Qui a dit qu’il n’y avait rien à voir ?

A première vue, ce tableau de Samuel van Hoogstraten surprend par l’absence de sujet. Nous nous trouvons dans un paisible intérieur hollandais ; ce qui en fait sa singularité, c’est l’absence de personnages. Ce sentiment de vide est renforcé par la grande profondeur du champ : une enfilade de pièces. Mais ce tableau est-il simplement un bel effet de perspective ou le peintre a-t-il dissimulé des indices afin de guider le regard du spectateur ?
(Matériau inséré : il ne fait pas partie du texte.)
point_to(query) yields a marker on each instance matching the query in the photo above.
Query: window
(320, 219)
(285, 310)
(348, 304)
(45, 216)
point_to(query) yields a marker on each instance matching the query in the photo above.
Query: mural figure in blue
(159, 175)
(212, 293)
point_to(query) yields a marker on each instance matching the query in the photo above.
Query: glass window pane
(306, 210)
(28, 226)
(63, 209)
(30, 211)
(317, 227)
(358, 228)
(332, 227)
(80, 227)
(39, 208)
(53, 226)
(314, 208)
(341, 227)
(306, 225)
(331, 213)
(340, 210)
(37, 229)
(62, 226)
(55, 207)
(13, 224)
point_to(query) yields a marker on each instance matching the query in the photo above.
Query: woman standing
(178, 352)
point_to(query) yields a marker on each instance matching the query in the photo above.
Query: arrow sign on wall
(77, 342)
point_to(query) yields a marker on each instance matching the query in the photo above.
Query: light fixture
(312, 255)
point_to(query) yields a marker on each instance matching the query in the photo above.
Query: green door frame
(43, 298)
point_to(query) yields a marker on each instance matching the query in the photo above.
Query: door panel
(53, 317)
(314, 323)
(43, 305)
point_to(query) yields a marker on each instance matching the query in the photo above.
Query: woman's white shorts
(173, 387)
Cette perspective est formée par la succession de trois seuils de portes, ouvertes, qui délimitent deux pièces séparées par un couloir. Tout semble paisible. Notre œil, conduit par les obliques des différents sols carrelés et ces portes en enfilade, est happé vers le fond du tableau. Cette profondeur de vision que le peintre nous offre se heurte à l’apparente vacuité d’un intérieur où la présence humaine nous est simplement suggérée par quelques objets domestiques épars.
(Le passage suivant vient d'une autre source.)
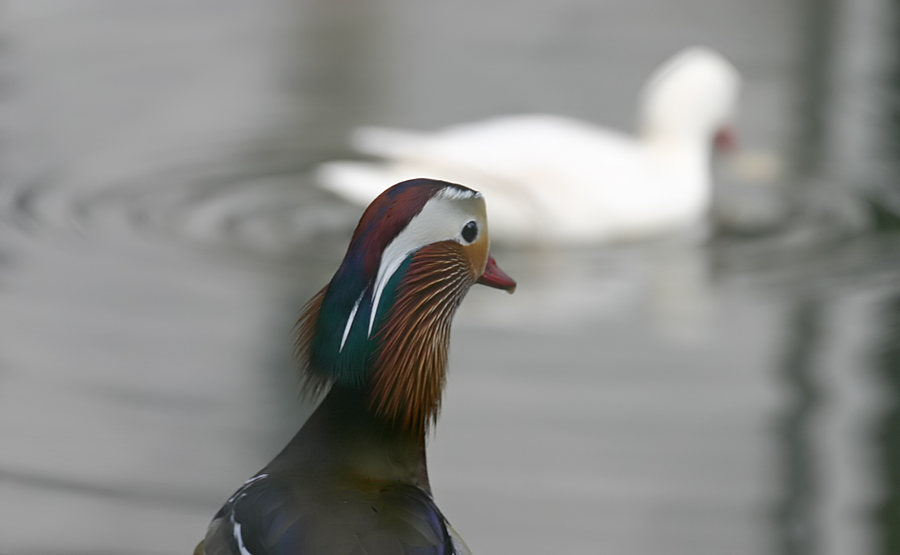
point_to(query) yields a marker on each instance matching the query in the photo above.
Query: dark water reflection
(159, 231)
Du premier à l’arrière plan, sont représentés un balai, des pantoufles, des clés, une bougie, un tableau. Hoogstraten n’a pas disposé les objets au hasard dans ce calme intérieur bourgeois. La plupart possèdent une connotation symbolique évidente à l’époque. On ne voit pas tout de suite les pantoufles. Le balai est posé le long du mur de gauche, le torchon pendu à ses côtés tombe impeccablement droit, les carreaux du sol brillent comme s’ils venaient d’être nettoyés et la lumière vive entrant par la droite révèle une belle journée ensoleillée. Au XVIIe siècle, lorsque des peintres tels que Johannes Vermeer ou Peter de Hooch représentaient des intérieurs, ils faisaient figurer des anonymes saisis dans leur vie quotidienne : une laitière, un astronome, une musicienne. Or ici, il n’y a personne.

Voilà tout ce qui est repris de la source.